Baal (2009) is a German drama directed by Volker Schlöndorff, based on the play Baal by Bertolt Brecht. Primarily set in the late nineteenth century, Brecht’s expressionist Baal, a desacralized antihero and self-destructive artist, is the center of focus in this film as per his modern adaptation’s perspective. Baal can be characterized as someone who ‘does not care’ about social conventions, and lives a life of excess, debauchery, and moral relativism.

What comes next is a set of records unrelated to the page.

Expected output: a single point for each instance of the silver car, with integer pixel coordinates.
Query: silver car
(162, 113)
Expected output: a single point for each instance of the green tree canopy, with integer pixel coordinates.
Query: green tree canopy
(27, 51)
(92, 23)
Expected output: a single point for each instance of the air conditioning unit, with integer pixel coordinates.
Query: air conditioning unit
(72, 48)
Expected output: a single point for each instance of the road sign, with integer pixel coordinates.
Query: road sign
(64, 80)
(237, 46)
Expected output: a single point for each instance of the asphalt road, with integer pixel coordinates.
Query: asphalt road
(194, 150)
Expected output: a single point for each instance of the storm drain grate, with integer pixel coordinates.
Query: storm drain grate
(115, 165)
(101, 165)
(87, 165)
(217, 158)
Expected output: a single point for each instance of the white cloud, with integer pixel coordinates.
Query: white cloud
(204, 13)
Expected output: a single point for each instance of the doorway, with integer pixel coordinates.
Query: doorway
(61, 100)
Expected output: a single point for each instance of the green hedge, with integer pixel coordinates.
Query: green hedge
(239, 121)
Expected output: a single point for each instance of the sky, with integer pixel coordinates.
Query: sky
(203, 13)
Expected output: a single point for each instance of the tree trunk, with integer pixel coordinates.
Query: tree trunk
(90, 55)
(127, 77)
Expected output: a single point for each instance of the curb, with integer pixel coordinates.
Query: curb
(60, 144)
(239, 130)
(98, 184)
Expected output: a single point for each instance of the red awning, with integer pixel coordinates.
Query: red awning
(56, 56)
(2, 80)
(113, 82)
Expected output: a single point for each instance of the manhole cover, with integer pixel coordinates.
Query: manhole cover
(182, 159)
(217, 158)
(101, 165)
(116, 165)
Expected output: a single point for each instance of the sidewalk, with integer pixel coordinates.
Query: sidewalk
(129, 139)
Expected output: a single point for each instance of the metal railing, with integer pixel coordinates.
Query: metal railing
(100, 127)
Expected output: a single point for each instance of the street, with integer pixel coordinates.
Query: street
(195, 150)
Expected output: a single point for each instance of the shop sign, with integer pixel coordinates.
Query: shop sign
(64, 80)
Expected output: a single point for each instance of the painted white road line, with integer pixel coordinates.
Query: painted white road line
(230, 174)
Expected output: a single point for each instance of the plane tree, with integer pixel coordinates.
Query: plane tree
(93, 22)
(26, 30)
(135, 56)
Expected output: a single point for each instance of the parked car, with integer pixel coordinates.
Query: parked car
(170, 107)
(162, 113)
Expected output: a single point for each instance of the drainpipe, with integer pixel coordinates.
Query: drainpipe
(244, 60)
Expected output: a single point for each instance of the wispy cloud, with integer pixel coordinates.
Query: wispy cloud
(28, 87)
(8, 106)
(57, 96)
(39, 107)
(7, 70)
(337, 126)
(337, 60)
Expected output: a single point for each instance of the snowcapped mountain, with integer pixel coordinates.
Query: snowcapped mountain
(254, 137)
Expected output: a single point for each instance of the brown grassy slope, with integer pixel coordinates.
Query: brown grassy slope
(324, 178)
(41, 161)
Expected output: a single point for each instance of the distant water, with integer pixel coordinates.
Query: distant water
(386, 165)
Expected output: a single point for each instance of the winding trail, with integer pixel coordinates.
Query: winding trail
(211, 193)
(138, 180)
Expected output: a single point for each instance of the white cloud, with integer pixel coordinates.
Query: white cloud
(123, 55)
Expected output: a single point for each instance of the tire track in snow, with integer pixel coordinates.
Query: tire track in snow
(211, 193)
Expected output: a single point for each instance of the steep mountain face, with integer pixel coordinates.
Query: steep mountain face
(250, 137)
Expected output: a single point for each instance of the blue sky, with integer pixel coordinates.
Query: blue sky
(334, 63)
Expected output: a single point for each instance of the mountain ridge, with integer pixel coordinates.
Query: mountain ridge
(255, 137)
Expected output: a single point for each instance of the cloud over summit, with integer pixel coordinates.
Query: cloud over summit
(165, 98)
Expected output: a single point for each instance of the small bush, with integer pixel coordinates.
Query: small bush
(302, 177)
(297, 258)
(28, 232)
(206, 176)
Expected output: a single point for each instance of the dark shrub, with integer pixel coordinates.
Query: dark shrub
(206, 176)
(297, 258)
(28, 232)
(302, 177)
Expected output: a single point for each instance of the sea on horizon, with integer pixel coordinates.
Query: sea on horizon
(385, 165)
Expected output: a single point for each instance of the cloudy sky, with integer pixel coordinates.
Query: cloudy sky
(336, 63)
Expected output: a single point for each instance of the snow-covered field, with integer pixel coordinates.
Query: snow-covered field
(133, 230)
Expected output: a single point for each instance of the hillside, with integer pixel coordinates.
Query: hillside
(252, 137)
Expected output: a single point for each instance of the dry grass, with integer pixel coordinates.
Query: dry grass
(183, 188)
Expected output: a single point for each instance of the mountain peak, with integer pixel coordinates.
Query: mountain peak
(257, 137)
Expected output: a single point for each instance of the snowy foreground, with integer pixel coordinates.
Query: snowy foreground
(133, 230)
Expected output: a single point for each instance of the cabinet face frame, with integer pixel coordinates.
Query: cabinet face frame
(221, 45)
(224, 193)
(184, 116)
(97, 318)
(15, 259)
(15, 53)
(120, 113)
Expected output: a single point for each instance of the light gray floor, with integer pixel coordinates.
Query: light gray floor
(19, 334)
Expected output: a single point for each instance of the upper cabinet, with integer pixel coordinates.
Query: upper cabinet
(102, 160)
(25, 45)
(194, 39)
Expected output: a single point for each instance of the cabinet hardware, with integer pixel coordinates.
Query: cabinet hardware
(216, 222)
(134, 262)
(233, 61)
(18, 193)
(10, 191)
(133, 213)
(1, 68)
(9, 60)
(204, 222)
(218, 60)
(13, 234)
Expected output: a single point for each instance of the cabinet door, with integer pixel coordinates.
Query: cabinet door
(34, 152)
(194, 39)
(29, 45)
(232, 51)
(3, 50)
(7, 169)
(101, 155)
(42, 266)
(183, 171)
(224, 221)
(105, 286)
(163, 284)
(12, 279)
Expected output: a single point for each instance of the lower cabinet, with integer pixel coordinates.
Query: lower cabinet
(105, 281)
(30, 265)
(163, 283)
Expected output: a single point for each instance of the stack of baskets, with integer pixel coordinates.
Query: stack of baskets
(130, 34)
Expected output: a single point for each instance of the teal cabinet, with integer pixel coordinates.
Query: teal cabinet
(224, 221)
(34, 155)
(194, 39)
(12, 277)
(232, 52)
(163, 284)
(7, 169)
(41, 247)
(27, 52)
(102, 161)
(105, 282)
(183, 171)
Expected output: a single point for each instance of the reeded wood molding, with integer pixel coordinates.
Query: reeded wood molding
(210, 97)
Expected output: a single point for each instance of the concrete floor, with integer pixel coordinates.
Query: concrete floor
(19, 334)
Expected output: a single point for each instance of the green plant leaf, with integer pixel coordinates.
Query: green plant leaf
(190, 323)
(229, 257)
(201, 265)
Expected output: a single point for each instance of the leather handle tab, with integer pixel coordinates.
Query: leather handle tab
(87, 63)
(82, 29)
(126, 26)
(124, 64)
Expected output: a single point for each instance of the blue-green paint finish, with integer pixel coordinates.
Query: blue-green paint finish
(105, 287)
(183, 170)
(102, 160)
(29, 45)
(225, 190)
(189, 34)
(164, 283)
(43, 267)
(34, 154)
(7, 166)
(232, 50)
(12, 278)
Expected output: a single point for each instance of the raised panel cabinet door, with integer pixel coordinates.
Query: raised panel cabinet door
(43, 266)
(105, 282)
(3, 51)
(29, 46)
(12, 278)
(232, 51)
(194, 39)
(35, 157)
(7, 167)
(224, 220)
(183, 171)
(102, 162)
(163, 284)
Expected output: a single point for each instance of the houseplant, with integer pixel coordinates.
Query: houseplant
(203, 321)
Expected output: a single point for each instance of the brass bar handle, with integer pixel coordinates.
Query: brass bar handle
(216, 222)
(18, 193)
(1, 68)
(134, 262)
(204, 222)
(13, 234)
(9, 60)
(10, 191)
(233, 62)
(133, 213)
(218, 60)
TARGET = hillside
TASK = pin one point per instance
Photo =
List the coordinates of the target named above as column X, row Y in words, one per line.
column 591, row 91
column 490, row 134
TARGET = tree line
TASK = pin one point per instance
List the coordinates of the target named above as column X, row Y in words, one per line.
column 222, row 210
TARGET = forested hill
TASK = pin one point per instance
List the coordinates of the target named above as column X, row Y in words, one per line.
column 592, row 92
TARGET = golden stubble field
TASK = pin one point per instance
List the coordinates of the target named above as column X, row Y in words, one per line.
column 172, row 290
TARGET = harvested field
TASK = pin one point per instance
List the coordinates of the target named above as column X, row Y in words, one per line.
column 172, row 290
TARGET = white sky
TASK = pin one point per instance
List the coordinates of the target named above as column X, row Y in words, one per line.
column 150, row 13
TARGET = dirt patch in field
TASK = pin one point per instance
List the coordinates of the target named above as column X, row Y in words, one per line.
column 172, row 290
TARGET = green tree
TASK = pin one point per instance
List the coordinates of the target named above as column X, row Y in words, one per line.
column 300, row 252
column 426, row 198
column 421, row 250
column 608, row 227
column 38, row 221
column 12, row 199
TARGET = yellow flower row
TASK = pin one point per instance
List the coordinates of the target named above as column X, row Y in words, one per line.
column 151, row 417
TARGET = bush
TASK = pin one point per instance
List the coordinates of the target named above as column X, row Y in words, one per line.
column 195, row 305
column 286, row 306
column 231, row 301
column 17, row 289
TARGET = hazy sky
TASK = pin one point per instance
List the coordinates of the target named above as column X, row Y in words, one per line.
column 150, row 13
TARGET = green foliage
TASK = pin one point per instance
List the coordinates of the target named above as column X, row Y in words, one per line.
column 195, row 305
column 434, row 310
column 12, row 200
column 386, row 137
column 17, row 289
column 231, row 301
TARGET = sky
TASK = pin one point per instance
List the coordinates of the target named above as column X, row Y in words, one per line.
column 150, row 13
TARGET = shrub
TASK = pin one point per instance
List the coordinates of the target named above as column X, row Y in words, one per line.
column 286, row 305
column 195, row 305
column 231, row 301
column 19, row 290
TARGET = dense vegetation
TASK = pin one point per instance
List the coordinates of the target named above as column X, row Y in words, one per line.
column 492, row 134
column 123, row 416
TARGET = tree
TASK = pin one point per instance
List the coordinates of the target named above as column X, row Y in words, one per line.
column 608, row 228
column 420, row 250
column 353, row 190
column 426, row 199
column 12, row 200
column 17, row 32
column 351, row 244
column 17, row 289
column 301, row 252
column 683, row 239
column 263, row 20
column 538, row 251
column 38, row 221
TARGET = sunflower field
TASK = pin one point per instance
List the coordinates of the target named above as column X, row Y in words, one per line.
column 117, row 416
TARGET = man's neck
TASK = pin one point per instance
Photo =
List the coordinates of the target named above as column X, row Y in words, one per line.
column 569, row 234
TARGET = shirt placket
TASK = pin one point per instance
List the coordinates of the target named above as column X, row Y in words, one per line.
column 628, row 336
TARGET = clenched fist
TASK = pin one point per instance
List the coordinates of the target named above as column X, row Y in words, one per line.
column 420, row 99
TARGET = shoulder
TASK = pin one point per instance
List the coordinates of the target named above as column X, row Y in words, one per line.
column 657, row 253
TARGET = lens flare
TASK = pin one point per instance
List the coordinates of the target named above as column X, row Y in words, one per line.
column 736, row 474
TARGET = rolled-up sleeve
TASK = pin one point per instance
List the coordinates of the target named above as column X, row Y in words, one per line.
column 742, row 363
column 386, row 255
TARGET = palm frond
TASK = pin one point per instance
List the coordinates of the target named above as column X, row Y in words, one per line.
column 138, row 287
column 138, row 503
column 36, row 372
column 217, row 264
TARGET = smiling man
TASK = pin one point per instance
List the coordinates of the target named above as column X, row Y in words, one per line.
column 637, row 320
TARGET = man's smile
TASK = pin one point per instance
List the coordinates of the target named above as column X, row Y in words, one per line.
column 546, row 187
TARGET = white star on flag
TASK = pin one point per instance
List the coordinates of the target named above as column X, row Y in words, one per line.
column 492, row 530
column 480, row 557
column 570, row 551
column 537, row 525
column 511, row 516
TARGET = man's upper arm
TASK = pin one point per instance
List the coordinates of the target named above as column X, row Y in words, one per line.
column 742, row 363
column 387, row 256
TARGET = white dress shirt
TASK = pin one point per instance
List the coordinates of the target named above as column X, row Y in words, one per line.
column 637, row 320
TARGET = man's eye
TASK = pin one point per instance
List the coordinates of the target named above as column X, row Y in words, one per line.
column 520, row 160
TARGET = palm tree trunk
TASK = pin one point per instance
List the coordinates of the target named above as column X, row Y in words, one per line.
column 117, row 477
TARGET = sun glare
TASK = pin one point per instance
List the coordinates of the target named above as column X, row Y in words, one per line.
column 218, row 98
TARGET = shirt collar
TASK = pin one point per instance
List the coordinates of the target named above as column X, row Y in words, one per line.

The plot is focused on the personality of a talented poet and a musician Baal, who leads a stormy and uncontrollable existence. He shuttles between women and is a seeker of new pleasures which include intoxication, drugs, and sexual promiscuity. But sadly, when Baal is not physically fighting, he is haunting people with his freedom including artistic freedom, which also gets him in trouble due to his ways leading to his self-destruction.
Baal successfully illustrates how deep Baal is into Brecht’s resentments against his former society and how even distinctive fusion of human growth and self-sabotage can grapple personal liberty and consequences. In this way, produced goes to the extreme extent of alienating viewers from emotions of the story and focusing on the evolvement of the character from the decisions that were made.
In the film, August Diehl performs Baal, and while it is a contemporary and more stylized version of the original play, it still bears Brecht’s subject of overthrowing popular motifs and is intellectually stimulating to the audience who is accustomed to these themes or to avant-garde film in general.